The bazaar, known for its cheap weapons, provided rocket launchers, hand grenades and even anti-aircraft guns to the Afghan guerrillas.
Arms manufacturing has become a cottage industry in the area, where tribesmen brandish rocket launchers and AK-47S with pride.
But the unchecked production in the semi-autonomous region poses a danger for the government, as the weapons fall into private hands.
The rise of "Kalashnikov culture" and religious militancy forced the government to launch a de-weaponisation campaign in June 2001. It stepped up border vigilance to curb trafficking of weapons as Pakistan joined the US-led war against terrorism after the September 11 2001 terror attacks in the US.
"Before the war, business was good and I used to make around 7,000 rupees (about 120 dollars) a month. Here I get 4,000 rupees, but with free medical facilities and other amenities, its OK," said Afridi, 21, who worked for five years in one of Darra Adam Khel's factories before moving to POF last year.
But his colleague Haji Noor is unhappy the money offered to him does not match his skills.
"Wages here are small. I used to earn 10,000 rupees (172 dollars) a month there. Here I hardly make 4,000 to 5,000 rupees. Im thinking of going back," said Noor, 28.
Qayyum said luring the tribal arms makers to POF was not easy.
"But our incentives and their sense of responsibility prevailed," he told AFP. "Now we are focusing on bringing the best of them here."

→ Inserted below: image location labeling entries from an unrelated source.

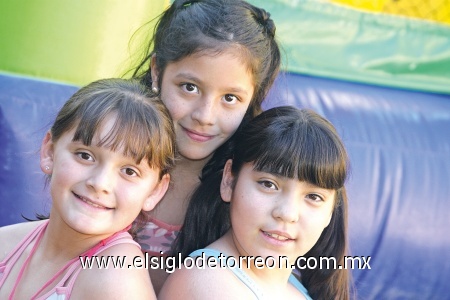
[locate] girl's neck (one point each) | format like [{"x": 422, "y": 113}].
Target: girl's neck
[
  {"x": 184, "y": 179},
  {"x": 266, "y": 277},
  {"x": 61, "y": 242}
]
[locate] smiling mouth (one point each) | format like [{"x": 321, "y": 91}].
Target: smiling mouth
[
  {"x": 196, "y": 136},
  {"x": 276, "y": 236},
  {"x": 87, "y": 201}
]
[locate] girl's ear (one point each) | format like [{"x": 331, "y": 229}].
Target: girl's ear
[
  {"x": 157, "y": 194},
  {"x": 226, "y": 186},
  {"x": 47, "y": 151},
  {"x": 154, "y": 71}
]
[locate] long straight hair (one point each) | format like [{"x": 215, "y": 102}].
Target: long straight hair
[{"x": 292, "y": 143}]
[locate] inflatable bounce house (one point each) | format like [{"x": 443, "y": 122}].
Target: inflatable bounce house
[{"x": 378, "y": 69}]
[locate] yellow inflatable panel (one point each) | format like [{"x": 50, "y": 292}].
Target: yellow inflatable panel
[{"x": 433, "y": 10}]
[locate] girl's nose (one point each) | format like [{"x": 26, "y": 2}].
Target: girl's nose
[
  {"x": 101, "y": 180},
  {"x": 205, "y": 112},
  {"x": 288, "y": 208}
]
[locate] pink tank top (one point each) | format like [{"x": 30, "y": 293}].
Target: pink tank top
[
  {"x": 156, "y": 237},
  {"x": 63, "y": 288}
]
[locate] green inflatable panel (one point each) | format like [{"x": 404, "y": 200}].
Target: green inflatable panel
[
  {"x": 334, "y": 41},
  {"x": 73, "y": 41}
]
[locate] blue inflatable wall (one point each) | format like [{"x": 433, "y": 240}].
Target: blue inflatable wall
[{"x": 399, "y": 188}]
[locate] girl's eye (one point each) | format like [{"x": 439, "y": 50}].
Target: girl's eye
[
  {"x": 190, "y": 88},
  {"x": 230, "y": 99},
  {"x": 314, "y": 198},
  {"x": 85, "y": 156},
  {"x": 268, "y": 184},
  {"x": 130, "y": 172}
]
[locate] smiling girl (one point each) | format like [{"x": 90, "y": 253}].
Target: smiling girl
[
  {"x": 212, "y": 63},
  {"x": 107, "y": 157},
  {"x": 281, "y": 197}
]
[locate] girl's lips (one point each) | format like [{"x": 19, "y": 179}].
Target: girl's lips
[
  {"x": 198, "y": 137},
  {"x": 277, "y": 237},
  {"x": 90, "y": 202}
]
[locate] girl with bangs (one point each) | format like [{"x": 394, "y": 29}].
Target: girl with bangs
[
  {"x": 107, "y": 157},
  {"x": 212, "y": 62},
  {"x": 281, "y": 197}
]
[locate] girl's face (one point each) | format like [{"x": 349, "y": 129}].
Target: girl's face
[
  {"x": 95, "y": 190},
  {"x": 275, "y": 216},
  {"x": 207, "y": 96}
]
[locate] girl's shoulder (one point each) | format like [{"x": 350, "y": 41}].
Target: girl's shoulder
[
  {"x": 12, "y": 235},
  {"x": 204, "y": 280},
  {"x": 118, "y": 272}
]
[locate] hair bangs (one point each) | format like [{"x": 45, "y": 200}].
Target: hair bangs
[
  {"x": 136, "y": 131},
  {"x": 299, "y": 150}
]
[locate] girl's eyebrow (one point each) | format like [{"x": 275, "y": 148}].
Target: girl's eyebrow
[{"x": 188, "y": 76}]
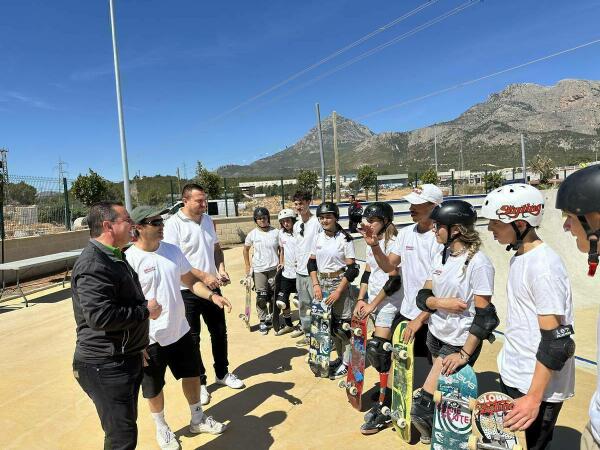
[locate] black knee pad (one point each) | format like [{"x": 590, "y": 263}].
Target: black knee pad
[
  {"x": 379, "y": 358},
  {"x": 262, "y": 299}
]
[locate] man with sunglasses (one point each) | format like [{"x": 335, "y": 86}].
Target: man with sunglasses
[
  {"x": 193, "y": 231},
  {"x": 111, "y": 314},
  {"x": 161, "y": 267}
]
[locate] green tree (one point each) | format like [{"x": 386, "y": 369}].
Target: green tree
[
  {"x": 307, "y": 180},
  {"x": 367, "y": 178},
  {"x": 210, "y": 181},
  {"x": 90, "y": 189},
  {"x": 429, "y": 177},
  {"x": 493, "y": 180},
  {"x": 545, "y": 167},
  {"x": 21, "y": 192}
]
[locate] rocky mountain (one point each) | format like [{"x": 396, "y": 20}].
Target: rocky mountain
[{"x": 560, "y": 121}]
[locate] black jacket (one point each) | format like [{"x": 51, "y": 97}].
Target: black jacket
[{"x": 109, "y": 306}]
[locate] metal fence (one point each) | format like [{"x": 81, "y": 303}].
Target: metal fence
[{"x": 32, "y": 206}]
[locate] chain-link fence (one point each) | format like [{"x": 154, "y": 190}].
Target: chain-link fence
[{"x": 35, "y": 205}]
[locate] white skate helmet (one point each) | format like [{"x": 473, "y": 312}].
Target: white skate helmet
[
  {"x": 286, "y": 214},
  {"x": 514, "y": 202}
]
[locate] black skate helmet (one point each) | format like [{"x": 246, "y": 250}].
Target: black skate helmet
[{"x": 579, "y": 194}]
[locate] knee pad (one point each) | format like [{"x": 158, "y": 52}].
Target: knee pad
[
  {"x": 262, "y": 298},
  {"x": 379, "y": 358}
]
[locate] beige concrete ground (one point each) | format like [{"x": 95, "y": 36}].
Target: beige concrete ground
[{"x": 283, "y": 406}]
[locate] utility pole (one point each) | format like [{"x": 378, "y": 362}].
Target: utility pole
[
  {"x": 321, "y": 152},
  {"x": 523, "y": 159},
  {"x": 336, "y": 158},
  {"x": 126, "y": 190}
]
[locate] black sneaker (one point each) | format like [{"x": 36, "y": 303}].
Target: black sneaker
[{"x": 377, "y": 423}]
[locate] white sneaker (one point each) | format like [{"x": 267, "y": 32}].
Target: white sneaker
[
  {"x": 208, "y": 425},
  {"x": 166, "y": 439},
  {"x": 204, "y": 395},
  {"x": 231, "y": 380}
]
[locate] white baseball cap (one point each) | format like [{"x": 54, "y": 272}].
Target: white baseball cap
[{"x": 426, "y": 193}]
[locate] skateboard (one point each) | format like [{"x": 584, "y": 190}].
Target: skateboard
[
  {"x": 320, "y": 338},
  {"x": 246, "y": 315},
  {"x": 356, "y": 372},
  {"x": 402, "y": 381},
  {"x": 488, "y": 424},
  {"x": 455, "y": 399}
]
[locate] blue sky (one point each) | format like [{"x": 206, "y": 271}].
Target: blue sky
[{"x": 185, "y": 62}]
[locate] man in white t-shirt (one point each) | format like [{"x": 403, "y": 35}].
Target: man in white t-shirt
[
  {"x": 536, "y": 362},
  {"x": 579, "y": 197},
  {"x": 193, "y": 231},
  {"x": 161, "y": 267},
  {"x": 305, "y": 232},
  {"x": 413, "y": 250}
]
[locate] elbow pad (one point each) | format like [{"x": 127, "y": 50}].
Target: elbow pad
[
  {"x": 485, "y": 322},
  {"x": 311, "y": 266},
  {"x": 556, "y": 347},
  {"x": 422, "y": 297},
  {"x": 392, "y": 285},
  {"x": 351, "y": 272},
  {"x": 365, "y": 277}
]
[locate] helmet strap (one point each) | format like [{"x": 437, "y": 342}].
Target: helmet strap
[
  {"x": 593, "y": 237},
  {"x": 520, "y": 236}
]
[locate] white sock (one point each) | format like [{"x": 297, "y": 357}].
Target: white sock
[
  {"x": 197, "y": 413},
  {"x": 159, "y": 420}
]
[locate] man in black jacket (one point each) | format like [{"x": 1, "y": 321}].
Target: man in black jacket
[{"x": 111, "y": 315}]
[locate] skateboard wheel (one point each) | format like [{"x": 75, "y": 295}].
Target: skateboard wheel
[{"x": 473, "y": 441}]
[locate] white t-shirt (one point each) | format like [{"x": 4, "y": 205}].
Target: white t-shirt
[
  {"x": 266, "y": 244},
  {"x": 160, "y": 274},
  {"x": 288, "y": 243},
  {"x": 304, "y": 243},
  {"x": 417, "y": 252},
  {"x": 538, "y": 284},
  {"x": 196, "y": 240},
  {"x": 331, "y": 252},
  {"x": 448, "y": 280},
  {"x": 595, "y": 403},
  {"x": 379, "y": 277}
]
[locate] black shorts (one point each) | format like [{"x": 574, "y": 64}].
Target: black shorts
[
  {"x": 440, "y": 348},
  {"x": 182, "y": 357},
  {"x": 420, "y": 342}
]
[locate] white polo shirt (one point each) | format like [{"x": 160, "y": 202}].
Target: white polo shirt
[
  {"x": 160, "y": 274},
  {"x": 195, "y": 239}
]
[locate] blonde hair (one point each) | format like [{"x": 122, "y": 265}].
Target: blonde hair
[{"x": 470, "y": 237}]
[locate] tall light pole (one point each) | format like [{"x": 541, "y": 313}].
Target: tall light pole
[
  {"x": 321, "y": 151},
  {"x": 126, "y": 191}
]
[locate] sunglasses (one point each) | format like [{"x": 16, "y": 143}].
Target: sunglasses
[{"x": 154, "y": 223}]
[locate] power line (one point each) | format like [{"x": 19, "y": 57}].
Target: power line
[
  {"x": 476, "y": 80},
  {"x": 327, "y": 58}
]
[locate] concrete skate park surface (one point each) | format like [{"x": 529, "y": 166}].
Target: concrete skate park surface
[{"x": 283, "y": 405}]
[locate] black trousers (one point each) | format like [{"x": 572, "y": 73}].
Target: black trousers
[
  {"x": 114, "y": 389},
  {"x": 214, "y": 318},
  {"x": 539, "y": 434}
]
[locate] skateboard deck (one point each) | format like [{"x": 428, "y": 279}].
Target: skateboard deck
[
  {"x": 356, "y": 372},
  {"x": 402, "y": 382},
  {"x": 488, "y": 431},
  {"x": 320, "y": 338},
  {"x": 247, "y": 282},
  {"x": 455, "y": 399}
]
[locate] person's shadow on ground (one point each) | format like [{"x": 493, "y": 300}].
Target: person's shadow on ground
[{"x": 245, "y": 430}]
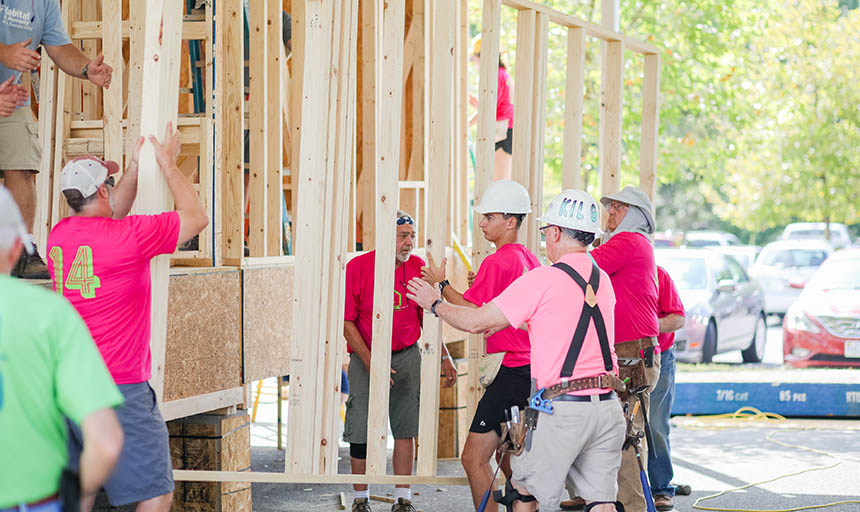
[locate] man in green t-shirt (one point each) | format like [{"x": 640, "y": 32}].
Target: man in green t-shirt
[{"x": 50, "y": 369}]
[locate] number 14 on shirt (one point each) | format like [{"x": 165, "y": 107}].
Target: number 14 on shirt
[{"x": 80, "y": 276}]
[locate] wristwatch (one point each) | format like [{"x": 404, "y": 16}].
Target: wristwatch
[{"x": 433, "y": 307}]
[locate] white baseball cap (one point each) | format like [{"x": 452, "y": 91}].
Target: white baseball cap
[
  {"x": 11, "y": 223},
  {"x": 86, "y": 174}
]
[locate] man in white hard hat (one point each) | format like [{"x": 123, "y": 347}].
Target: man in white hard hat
[
  {"x": 100, "y": 261},
  {"x": 50, "y": 369},
  {"x": 569, "y": 311},
  {"x": 504, "y": 205},
  {"x": 627, "y": 255}
]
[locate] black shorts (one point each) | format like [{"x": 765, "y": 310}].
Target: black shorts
[
  {"x": 507, "y": 144},
  {"x": 511, "y": 387}
]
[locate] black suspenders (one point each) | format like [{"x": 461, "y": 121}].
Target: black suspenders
[{"x": 589, "y": 312}]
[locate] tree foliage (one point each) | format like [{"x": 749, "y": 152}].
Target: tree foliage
[{"x": 758, "y": 114}]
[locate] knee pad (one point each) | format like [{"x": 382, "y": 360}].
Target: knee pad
[
  {"x": 358, "y": 450},
  {"x": 511, "y": 495},
  {"x": 619, "y": 507}
]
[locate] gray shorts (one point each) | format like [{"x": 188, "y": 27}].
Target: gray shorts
[
  {"x": 402, "y": 401},
  {"x": 144, "y": 470},
  {"x": 19, "y": 142},
  {"x": 581, "y": 441}
]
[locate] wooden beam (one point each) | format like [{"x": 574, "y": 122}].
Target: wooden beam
[
  {"x": 388, "y": 149},
  {"x": 610, "y": 119},
  {"x": 258, "y": 126},
  {"x": 485, "y": 159},
  {"x": 161, "y": 58},
  {"x": 190, "y": 406},
  {"x": 82, "y": 30},
  {"x": 274, "y": 127},
  {"x": 229, "y": 139},
  {"x": 524, "y": 80},
  {"x": 441, "y": 124},
  {"x": 371, "y": 26},
  {"x": 47, "y": 116},
  {"x": 537, "y": 130},
  {"x": 112, "y": 97},
  {"x": 573, "y": 97},
  {"x": 596, "y": 31},
  {"x": 310, "y": 319},
  {"x": 650, "y": 127}
]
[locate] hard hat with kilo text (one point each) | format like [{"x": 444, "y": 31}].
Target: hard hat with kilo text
[
  {"x": 505, "y": 196},
  {"x": 573, "y": 209}
]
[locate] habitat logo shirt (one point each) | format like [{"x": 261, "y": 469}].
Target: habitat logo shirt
[
  {"x": 101, "y": 266},
  {"x": 359, "y": 300},
  {"x": 38, "y": 20},
  {"x": 496, "y": 272}
]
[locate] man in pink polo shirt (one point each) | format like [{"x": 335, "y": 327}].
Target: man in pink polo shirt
[
  {"x": 627, "y": 255},
  {"x": 99, "y": 260},
  {"x": 568, "y": 310},
  {"x": 405, "y": 363},
  {"x": 504, "y": 205}
]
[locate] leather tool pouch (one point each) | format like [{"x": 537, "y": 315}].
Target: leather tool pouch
[{"x": 632, "y": 373}]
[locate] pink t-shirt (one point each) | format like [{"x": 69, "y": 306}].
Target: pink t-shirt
[
  {"x": 550, "y": 302},
  {"x": 105, "y": 275},
  {"x": 668, "y": 303},
  {"x": 504, "y": 107},
  {"x": 498, "y": 271},
  {"x": 628, "y": 258},
  {"x": 359, "y": 300}
]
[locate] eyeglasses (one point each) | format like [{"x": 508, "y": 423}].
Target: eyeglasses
[{"x": 543, "y": 231}]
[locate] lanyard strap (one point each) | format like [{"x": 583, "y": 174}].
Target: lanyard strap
[{"x": 590, "y": 311}]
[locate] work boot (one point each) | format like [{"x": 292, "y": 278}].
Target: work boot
[
  {"x": 361, "y": 505},
  {"x": 664, "y": 503},
  {"x": 402, "y": 506},
  {"x": 575, "y": 503},
  {"x": 31, "y": 266}
]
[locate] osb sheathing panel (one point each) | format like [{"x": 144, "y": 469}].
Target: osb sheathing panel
[
  {"x": 268, "y": 321},
  {"x": 204, "y": 338}
]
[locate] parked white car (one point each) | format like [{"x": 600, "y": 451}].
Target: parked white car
[
  {"x": 839, "y": 236},
  {"x": 782, "y": 262}
]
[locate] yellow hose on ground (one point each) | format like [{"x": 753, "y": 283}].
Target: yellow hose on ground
[{"x": 749, "y": 414}]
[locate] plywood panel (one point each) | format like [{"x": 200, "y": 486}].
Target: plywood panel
[
  {"x": 203, "y": 334},
  {"x": 267, "y": 321}
]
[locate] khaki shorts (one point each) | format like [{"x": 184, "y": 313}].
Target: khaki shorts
[
  {"x": 19, "y": 142},
  {"x": 581, "y": 441},
  {"x": 402, "y": 398}
]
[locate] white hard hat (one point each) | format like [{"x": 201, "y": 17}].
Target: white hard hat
[
  {"x": 574, "y": 209},
  {"x": 505, "y": 196},
  {"x": 86, "y": 174}
]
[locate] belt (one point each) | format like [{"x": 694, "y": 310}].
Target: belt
[
  {"x": 609, "y": 395},
  {"x": 43, "y": 501}
]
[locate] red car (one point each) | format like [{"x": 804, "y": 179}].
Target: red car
[{"x": 822, "y": 328}]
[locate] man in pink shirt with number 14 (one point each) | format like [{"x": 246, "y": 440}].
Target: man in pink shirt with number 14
[{"x": 99, "y": 259}]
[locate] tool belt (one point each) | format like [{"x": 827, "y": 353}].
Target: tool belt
[{"x": 633, "y": 357}]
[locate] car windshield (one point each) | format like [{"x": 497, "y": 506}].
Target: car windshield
[
  {"x": 793, "y": 257},
  {"x": 841, "y": 274},
  {"x": 689, "y": 273}
]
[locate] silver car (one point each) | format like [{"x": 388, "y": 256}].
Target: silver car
[
  {"x": 724, "y": 308},
  {"x": 781, "y": 263}
]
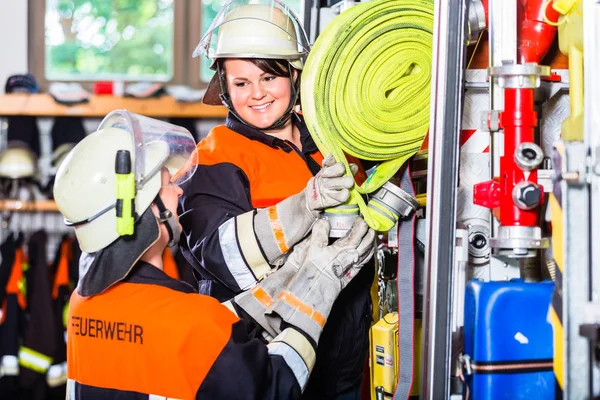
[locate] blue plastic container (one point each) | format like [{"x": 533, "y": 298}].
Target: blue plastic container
[{"x": 509, "y": 340}]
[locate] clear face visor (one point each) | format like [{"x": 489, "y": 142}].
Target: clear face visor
[
  {"x": 179, "y": 153},
  {"x": 255, "y": 29}
]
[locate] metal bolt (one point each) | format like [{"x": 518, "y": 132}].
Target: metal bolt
[{"x": 527, "y": 195}]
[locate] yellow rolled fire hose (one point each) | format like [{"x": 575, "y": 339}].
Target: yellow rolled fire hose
[{"x": 366, "y": 90}]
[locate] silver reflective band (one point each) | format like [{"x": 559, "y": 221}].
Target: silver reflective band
[
  {"x": 34, "y": 360},
  {"x": 57, "y": 374},
  {"x": 70, "y": 389},
  {"x": 233, "y": 258},
  {"x": 292, "y": 359},
  {"x": 9, "y": 366}
]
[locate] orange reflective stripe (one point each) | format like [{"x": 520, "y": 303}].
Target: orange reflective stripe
[
  {"x": 273, "y": 174},
  {"x": 146, "y": 338},
  {"x": 16, "y": 276},
  {"x": 62, "y": 271},
  {"x": 305, "y": 309},
  {"x": 262, "y": 296},
  {"x": 278, "y": 229},
  {"x": 169, "y": 264}
]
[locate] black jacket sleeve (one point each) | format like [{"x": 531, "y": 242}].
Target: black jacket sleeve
[{"x": 214, "y": 195}]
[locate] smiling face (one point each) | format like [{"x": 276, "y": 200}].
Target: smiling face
[
  {"x": 259, "y": 98},
  {"x": 169, "y": 193}
]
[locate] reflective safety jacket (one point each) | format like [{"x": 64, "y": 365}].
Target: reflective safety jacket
[
  {"x": 241, "y": 169},
  {"x": 151, "y": 337}
]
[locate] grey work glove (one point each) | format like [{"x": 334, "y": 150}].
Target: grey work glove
[
  {"x": 278, "y": 228},
  {"x": 259, "y": 298},
  {"x": 329, "y": 188},
  {"x": 326, "y": 270}
]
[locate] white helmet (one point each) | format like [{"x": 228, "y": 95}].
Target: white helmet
[
  {"x": 17, "y": 162},
  {"x": 263, "y": 29},
  {"x": 85, "y": 185}
]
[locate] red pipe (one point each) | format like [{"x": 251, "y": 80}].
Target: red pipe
[
  {"x": 535, "y": 36},
  {"x": 519, "y": 120}
]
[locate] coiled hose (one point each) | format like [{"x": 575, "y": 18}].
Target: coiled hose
[{"x": 366, "y": 89}]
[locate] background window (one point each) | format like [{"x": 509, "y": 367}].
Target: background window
[{"x": 112, "y": 40}]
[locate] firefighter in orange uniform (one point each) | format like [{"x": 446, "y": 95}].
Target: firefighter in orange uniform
[
  {"x": 134, "y": 332},
  {"x": 262, "y": 183}
]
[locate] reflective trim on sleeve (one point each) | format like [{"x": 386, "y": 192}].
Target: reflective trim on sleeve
[
  {"x": 292, "y": 359},
  {"x": 233, "y": 258},
  {"x": 34, "y": 360},
  {"x": 57, "y": 375},
  {"x": 261, "y": 296},
  {"x": 300, "y": 343},
  {"x": 229, "y": 305},
  {"x": 278, "y": 229},
  {"x": 70, "y": 389},
  {"x": 249, "y": 245},
  {"x": 9, "y": 366}
]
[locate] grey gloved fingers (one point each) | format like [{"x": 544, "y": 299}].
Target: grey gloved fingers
[
  {"x": 366, "y": 246},
  {"x": 320, "y": 234},
  {"x": 333, "y": 171},
  {"x": 353, "y": 168},
  {"x": 298, "y": 253},
  {"x": 341, "y": 182}
]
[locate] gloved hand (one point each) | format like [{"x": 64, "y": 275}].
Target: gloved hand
[
  {"x": 278, "y": 228},
  {"x": 329, "y": 188},
  {"x": 326, "y": 270},
  {"x": 258, "y": 299}
]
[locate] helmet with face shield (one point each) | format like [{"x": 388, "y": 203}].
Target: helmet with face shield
[
  {"x": 254, "y": 29},
  {"x": 112, "y": 176}
]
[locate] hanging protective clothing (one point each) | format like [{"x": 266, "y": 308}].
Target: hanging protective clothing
[{"x": 151, "y": 335}]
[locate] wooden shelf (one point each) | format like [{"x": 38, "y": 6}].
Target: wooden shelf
[
  {"x": 28, "y": 206},
  {"x": 43, "y": 104}
]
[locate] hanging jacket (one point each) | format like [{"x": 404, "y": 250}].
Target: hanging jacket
[
  {"x": 241, "y": 169},
  {"x": 151, "y": 335},
  {"x": 35, "y": 353},
  {"x": 169, "y": 264},
  {"x": 13, "y": 304},
  {"x": 56, "y": 376}
]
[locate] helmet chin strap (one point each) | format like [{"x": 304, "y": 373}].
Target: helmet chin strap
[
  {"x": 166, "y": 217},
  {"x": 294, "y": 93}
]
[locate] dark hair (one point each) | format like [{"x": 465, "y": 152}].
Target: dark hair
[{"x": 270, "y": 66}]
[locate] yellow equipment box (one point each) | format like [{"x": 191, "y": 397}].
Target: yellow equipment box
[{"x": 384, "y": 356}]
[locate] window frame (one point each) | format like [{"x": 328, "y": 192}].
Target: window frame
[{"x": 37, "y": 44}]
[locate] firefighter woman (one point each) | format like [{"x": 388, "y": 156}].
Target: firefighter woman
[
  {"x": 134, "y": 332},
  {"x": 260, "y": 186}
]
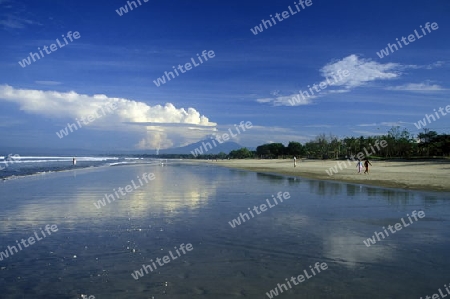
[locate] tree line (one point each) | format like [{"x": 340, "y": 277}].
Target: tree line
[{"x": 400, "y": 144}]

However the general conceded that the small wages offered by POF cannot totally wipe out the illegal weapons scourge.
"POF alone is not enough to rid the country of illegal arms. There is a strong need for private sector participation."
During the de-weaponization drive more than 200,000 illegal weapons were recovered nationwide, Interior Ministry spokesman Iftikhar Ahmed said.
Local media said some two million weapons were officially registered, but Pakistan is believed to be awash with several million undeclared weapons.